Category: Exene Cervenka

John Doe and Exene Cervenka 'Singing and Playing' on first duo album

John Doe and Exene Cervenka have released their first-ever album as a duo
The first-ever duo album from X founding singers and chief songwriters Exene Cervenka and John Doe began about three years ago as a humble keepsake they made as a fan-only offer to those who turned out for their 2009-2010 tour as a twosome.

Now it’s been released by a fledgling label, Orange-based Moonlight Graham Records. It the inaugural offering from what is promised to be a string of recordings by Southern California musicians that will also include former TSOL frontman Jack Grisham and beyond.

The eight tracks on “John Doe and Exene Cervenka Singing and Playing Live” constitute a combination of songs written independently and several on which they collaborated. Included are "Never Enough," which Doe recorded in a different version for his 2011 solo album, "Keeper," and "Lonesome War," which Cervenka had written on her own, but never released. ("It was tailor-made for us," Doe said.)

Pop & Hiss sat down with them last week to talk about the album for a profile in Tuesday’s Calendar. Doe, who arrived first to the interview, was invited to talk about the first track, “It Just Dawned on Me,” which stood out as a sterling example of the unexpected directions that he and Cervenka have gone throughout their careers together and apart.

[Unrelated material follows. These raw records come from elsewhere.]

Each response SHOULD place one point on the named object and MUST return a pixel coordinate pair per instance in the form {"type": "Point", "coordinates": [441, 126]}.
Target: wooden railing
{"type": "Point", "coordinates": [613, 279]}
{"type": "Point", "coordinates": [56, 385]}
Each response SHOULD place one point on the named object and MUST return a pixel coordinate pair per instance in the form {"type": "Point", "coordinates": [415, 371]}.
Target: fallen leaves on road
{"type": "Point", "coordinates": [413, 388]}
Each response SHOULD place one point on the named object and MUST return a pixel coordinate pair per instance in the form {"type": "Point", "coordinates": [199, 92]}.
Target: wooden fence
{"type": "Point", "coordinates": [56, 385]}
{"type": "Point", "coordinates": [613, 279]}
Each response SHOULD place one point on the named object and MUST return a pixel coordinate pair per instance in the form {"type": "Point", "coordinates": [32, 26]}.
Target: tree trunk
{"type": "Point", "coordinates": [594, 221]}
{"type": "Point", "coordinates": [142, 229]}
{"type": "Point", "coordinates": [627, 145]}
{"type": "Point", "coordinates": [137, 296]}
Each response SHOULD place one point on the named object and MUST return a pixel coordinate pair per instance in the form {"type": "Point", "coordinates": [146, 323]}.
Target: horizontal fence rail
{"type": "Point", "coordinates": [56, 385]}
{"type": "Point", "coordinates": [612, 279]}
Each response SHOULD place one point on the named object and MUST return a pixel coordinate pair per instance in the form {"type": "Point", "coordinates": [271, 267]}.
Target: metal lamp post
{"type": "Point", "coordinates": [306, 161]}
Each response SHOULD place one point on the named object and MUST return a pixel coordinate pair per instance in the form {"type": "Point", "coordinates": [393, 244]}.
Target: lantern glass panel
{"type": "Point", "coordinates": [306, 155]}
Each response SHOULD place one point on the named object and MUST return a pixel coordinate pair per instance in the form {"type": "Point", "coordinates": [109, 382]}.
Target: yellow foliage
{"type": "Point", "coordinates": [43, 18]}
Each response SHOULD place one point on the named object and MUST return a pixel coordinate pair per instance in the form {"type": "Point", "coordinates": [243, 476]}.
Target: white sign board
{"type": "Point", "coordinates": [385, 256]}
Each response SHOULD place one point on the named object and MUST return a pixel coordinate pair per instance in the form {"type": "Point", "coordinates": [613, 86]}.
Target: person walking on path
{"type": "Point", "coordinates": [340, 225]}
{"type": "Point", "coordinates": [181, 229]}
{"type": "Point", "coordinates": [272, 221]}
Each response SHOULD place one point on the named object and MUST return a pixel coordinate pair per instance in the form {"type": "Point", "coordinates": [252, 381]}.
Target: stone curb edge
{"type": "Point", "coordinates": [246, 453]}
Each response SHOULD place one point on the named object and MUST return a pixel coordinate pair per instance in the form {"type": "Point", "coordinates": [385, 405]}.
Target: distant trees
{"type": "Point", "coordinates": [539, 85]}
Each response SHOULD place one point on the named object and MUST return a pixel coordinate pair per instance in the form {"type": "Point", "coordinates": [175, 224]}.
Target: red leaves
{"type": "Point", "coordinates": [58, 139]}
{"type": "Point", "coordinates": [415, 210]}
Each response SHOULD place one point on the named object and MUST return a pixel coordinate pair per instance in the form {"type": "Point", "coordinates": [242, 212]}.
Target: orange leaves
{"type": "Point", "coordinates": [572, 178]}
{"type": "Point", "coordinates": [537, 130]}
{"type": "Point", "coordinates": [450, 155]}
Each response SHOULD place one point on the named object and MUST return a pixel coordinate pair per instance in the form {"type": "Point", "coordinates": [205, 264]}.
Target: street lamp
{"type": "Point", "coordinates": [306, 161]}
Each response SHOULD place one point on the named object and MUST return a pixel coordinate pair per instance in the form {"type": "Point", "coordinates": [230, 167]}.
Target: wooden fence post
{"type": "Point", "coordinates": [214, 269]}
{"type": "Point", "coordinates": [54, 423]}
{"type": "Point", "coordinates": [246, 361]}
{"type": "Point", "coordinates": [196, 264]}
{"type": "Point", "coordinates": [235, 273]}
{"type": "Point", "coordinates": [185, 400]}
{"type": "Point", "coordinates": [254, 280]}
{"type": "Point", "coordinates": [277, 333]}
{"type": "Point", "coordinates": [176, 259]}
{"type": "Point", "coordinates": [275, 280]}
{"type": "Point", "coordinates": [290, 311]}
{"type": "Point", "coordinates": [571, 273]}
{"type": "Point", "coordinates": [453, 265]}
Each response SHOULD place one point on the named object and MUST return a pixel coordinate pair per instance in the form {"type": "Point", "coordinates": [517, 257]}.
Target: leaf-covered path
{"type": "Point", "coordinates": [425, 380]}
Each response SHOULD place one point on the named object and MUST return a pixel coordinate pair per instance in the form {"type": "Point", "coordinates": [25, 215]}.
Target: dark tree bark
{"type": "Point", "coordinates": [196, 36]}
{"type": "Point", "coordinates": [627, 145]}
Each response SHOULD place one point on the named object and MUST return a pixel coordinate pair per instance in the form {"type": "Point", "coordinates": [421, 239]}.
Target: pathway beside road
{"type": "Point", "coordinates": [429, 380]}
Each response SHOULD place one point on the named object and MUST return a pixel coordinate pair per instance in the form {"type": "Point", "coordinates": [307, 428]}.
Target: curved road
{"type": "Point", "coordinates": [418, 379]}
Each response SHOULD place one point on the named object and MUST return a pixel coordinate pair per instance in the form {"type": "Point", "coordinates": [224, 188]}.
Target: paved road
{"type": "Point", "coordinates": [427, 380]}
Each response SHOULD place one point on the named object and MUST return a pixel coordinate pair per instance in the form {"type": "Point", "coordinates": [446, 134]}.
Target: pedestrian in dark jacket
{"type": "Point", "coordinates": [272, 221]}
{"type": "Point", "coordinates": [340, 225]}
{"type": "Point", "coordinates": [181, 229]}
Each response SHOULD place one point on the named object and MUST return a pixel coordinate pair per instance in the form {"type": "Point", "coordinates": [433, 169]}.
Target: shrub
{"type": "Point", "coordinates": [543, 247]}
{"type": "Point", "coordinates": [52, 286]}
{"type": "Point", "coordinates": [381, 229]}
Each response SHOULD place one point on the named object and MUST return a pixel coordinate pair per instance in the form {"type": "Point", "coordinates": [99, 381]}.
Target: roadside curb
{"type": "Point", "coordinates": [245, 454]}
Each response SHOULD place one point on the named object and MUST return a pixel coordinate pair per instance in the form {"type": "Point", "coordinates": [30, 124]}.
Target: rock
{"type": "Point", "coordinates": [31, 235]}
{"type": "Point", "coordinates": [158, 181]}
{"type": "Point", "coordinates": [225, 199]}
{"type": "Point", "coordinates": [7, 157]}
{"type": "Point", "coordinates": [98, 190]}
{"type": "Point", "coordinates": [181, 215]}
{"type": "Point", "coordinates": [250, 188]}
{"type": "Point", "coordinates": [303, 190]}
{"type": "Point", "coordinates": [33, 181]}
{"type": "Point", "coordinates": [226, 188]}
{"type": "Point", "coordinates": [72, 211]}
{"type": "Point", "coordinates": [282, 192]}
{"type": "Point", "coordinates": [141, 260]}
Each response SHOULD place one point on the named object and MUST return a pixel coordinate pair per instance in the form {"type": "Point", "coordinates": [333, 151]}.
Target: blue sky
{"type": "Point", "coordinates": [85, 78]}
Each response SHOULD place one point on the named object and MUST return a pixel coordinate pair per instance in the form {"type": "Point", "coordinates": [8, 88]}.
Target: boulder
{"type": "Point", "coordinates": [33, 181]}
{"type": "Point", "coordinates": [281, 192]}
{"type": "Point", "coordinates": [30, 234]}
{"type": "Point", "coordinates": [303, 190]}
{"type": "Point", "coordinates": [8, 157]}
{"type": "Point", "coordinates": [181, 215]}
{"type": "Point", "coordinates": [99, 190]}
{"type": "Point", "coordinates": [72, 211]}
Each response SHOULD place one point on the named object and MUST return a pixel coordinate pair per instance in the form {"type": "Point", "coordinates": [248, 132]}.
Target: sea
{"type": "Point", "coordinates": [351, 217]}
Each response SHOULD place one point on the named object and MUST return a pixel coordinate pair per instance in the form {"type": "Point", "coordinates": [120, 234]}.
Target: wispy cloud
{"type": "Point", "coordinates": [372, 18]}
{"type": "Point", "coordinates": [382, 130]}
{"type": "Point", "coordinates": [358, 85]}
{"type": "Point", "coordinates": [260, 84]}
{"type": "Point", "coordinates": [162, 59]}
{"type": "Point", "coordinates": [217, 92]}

“It’s a typically John-and-Exene song,” he said of this stripped-down, predominantly acoustic affair that demonstrates how they still complement one another more than three decades after X was born on the gritty back streets of the City of Angels.

Its arc begins with the singer’s moment of awareness that a romantic partner has emotionally exited a relationship. Initial reactions of confusion and hurt lead to the realization that maybe the split isn’t such a bad thing after all.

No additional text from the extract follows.